Esta vez, fue el propio Heller quien hizo un gesto a Jack para que le pusiera otro whisky. Volvió a mirar a Clevenger.

– He respondido a tus preguntas. ¿Qué tal si ahora respondes tú a las mías?

– Lo intentaré.

– Billy me ha dicho que has ido a Washington.

– Sí.

– ¿Te importa que te pregunte si el viaje estaba relacionado con el caso Snow?

– Estaba siguiendo una pista -dijo Clevenger.

Heller asintió.

– He hablado con Theresa Snow. Me ha contado sus sospechas.

– ¿Qué te ha dicho?

– Que cree que Collin Coroway mató a su marido, por el Vortek y la salida a bolsa de la empresa.

La viuda de Snow insistía mucho en su versión de la muerte de su marido.

– Bien… -dijo Clevenger.

Jack le llevó a Heller su tercer whisky y a Clevenger su segunda coca-cola light.
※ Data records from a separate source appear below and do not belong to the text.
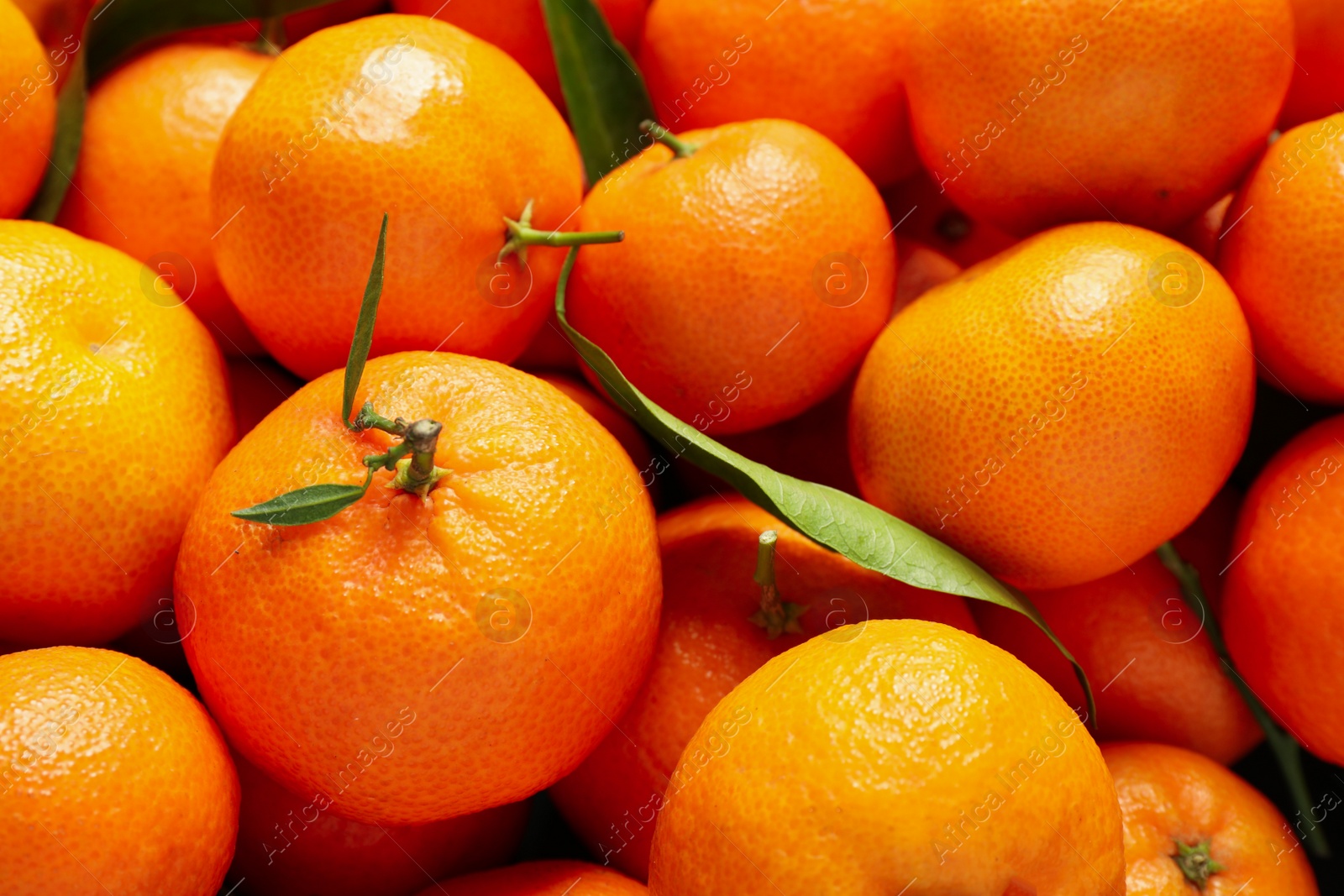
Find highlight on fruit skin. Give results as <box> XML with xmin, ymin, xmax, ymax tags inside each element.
<box><xmin>566</xmin><ymin>119</ymin><xmax>896</xmax><ymax>438</ymax></box>
<box><xmin>0</xmin><ymin>647</ymin><xmax>238</xmax><ymax>896</ymax></box>
<box><xmin>210</xmin><ymin>15</ymin><xmax>583</xmax><ymax>379</ymax></box>
<box><xmin>175</xmin><ymin>352</ymin><xmax>661</xmax><ymax>825</ymax></box>
<box><xmin>549</xmin><ymin>495</ymin><xmax>978</xmax><ymax>880</ymax></box>
<box><xmin>849</xmin><ymin>222</ymin><xmax>1255</xmax><ymax>589</ymax></box>
<box><xmin>0</xmin><ymin>220</ymin><xmax>234</xmax><ymax>646</ymax></box>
Luego volvió a la barra, sin decir nada.

– He atado cabos -dijo Heller-. El Vortek y el viaje a Washington. ¿Has ido por casualidad a la oficina de patentes para comprobar si hay algún registro reciente a nombre de Coroway?

– No. Pero ¿por qué quieres saberlo, si no te importa que te lo pregunte? -le preguntó Clevenger.
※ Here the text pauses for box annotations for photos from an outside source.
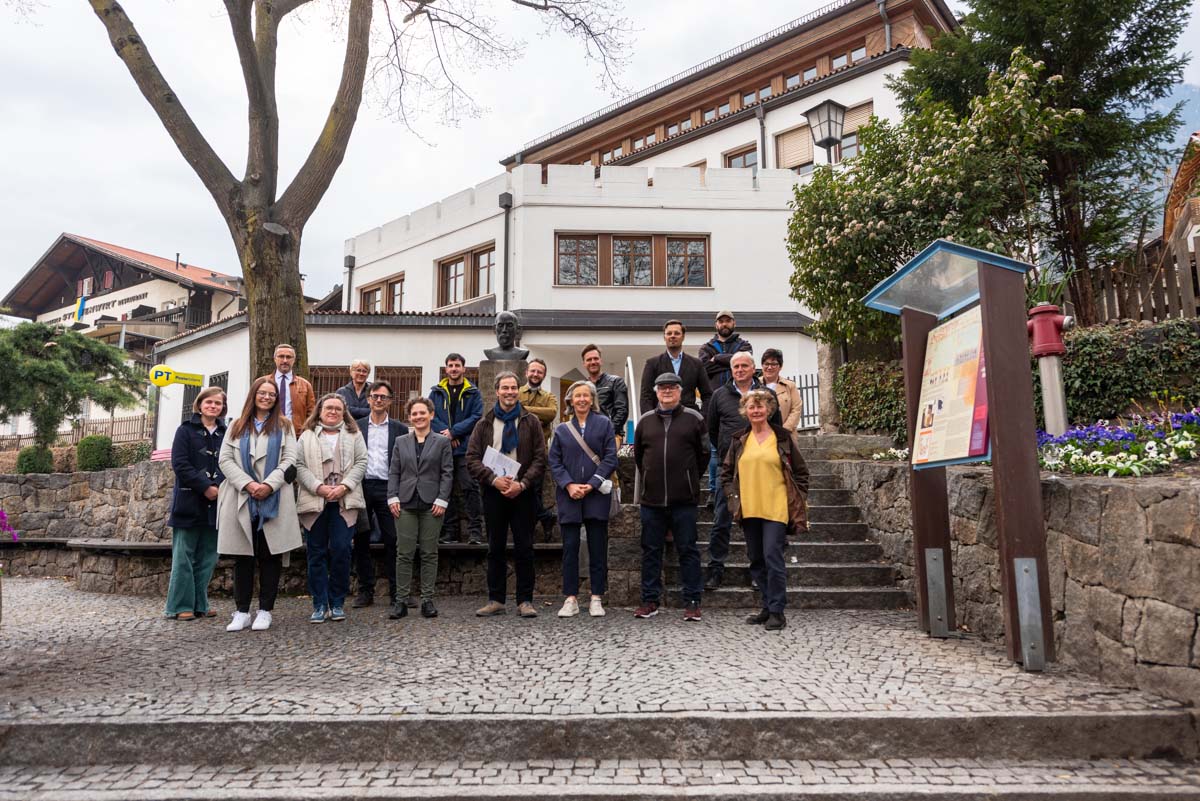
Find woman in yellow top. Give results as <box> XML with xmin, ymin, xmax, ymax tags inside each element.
<box><xmin>721</xmin><ymin>390</ymin><xmax>809</xmax><ymax>631</ymax></box>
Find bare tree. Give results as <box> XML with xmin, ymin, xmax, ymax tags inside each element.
<box><xmin>88</xmin><ymin>0</ymin><xmax>629</xmax><ymax>374</ymax></box>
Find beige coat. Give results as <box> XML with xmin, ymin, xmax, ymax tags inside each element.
<box><xmin>217</xmin><ymin>423</ymin><xmax>304</xmax><ymax>556</ymax></box>
<box><xmin>296</xmin><ymin>429</ymin><xmax>367</xmax><ymax>514</ymax></box>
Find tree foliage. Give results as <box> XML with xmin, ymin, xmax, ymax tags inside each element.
<box><xmin>787</xmin><ymin>50</ymin><xmax>1073</xmax><ymax>342</ymax></box>
<box><xmin>893</xmin><ymin>0</ymin><xmax>1192</xmax><ymax>325</ymax></box>
<box><xmin>0</xmin><ymin>323</ymin><xmax>145</xmax><ymax>447</ymax></box>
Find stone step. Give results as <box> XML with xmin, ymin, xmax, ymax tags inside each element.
<box><xmin>0</xmin><ymin>758</ymin><xmax>1200</xmax><ymax>801</ymax></box>
<box><xmin>667</xmin><ymin>584</ymin><xmax>910</xmax><ymax>609</ymax></box>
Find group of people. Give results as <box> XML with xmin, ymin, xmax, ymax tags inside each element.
<box><xmin>166</xmin><ymin>311</ymin><xmax>808</xmax><ymax>631</ymax></box>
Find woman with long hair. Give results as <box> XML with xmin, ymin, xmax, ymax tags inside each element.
<box><xmin>296</xmin><ymin>392</ymin><xmax>367</xmax><ymax>624</ymax></box>
<box><xmin>217</xmin><ymin>375</ymin><xmax>302</xmax><ymax>632</ymax></box>
<box><xmin>164</xmin><ymin>386</ymin><xmax>226</xmax><ymax>620</ymax></box>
– Cuando me dijiste que seguramente Snow no se había suicidado, empecé a pensar que podía tratarse de un crimen pasional. Grace Baxter, amante destrozada, mata a mi paciente y luego se suicida. Nadie abandona a nadie. Pero tú eres mejor en esto que yo. Y parece que estás investigando más allá de este panorama.

– No lo he descartado.

– ¿Te dice tu instinto que Collin Coroway mató a Snow?

– Mi instinto y mi experiencia me dicen que tenga en cuenta todas las posibilidades.
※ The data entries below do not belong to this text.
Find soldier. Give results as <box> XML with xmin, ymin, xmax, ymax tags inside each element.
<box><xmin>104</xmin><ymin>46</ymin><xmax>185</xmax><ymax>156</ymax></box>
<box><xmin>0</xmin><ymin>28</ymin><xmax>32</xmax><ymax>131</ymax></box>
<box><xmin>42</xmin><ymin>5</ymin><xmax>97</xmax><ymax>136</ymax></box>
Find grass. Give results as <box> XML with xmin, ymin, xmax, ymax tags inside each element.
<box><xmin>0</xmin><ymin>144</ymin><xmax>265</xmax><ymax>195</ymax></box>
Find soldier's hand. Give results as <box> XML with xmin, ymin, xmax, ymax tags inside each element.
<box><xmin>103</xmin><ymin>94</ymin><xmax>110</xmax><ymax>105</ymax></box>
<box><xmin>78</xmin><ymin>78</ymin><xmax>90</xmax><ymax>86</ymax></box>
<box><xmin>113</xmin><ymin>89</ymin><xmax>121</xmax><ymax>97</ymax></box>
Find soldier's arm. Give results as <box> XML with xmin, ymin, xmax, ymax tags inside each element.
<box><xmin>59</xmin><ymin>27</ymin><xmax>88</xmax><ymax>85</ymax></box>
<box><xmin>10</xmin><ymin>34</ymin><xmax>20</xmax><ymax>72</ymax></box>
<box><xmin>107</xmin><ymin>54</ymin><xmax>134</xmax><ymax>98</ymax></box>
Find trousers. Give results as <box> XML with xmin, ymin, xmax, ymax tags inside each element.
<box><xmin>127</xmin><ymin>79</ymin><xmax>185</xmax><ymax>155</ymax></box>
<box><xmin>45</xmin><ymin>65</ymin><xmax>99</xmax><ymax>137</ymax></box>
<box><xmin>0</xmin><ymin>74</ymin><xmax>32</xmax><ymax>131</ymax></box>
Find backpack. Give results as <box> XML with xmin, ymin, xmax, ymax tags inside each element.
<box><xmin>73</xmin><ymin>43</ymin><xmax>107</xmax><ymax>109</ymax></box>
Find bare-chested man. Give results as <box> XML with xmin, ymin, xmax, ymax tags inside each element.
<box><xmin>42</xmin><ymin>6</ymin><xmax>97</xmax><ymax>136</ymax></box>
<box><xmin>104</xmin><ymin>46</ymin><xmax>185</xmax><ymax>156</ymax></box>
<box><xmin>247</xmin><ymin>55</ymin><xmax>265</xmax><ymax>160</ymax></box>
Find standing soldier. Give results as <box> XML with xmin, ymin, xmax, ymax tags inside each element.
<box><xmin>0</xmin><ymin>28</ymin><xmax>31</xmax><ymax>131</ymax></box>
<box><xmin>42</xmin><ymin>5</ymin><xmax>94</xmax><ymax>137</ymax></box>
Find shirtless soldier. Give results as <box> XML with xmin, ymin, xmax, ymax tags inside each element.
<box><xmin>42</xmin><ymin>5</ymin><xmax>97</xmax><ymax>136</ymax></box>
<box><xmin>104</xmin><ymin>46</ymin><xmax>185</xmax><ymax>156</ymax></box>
Heller se bebió la mitad del whisky.

– ¿Cuáles son las otras posibilidades?

– Eso es confidencial -dijo Clevenger.

– Por cortesía profesional, de médico a médico.

– Ayúdame a comprender por qué es tan importante para ti estar dentro de la investigación.

Heller pasó el dedo por el borde de su vaso.

– Ya lo comprendes. -Miró a Clevenger fijamente-. Hiciste sólo una hora de terapia con Grace Baxter, ¿verdad? Y estás esforzándote al máximo por averiguar quién la mató. Sé que no sólo es porque quieres aliviar tu conciencia. Es porque sientes que se lo debes, incluso después de tan sólo una hora. Porque era tu paciente. Es una conexión mística, inmensa. Trata de explicárselo a alguien que no sea médico, o a uno que no sea bueno de verdad, y no llegarás a ningún lado. ¿Tengo razón?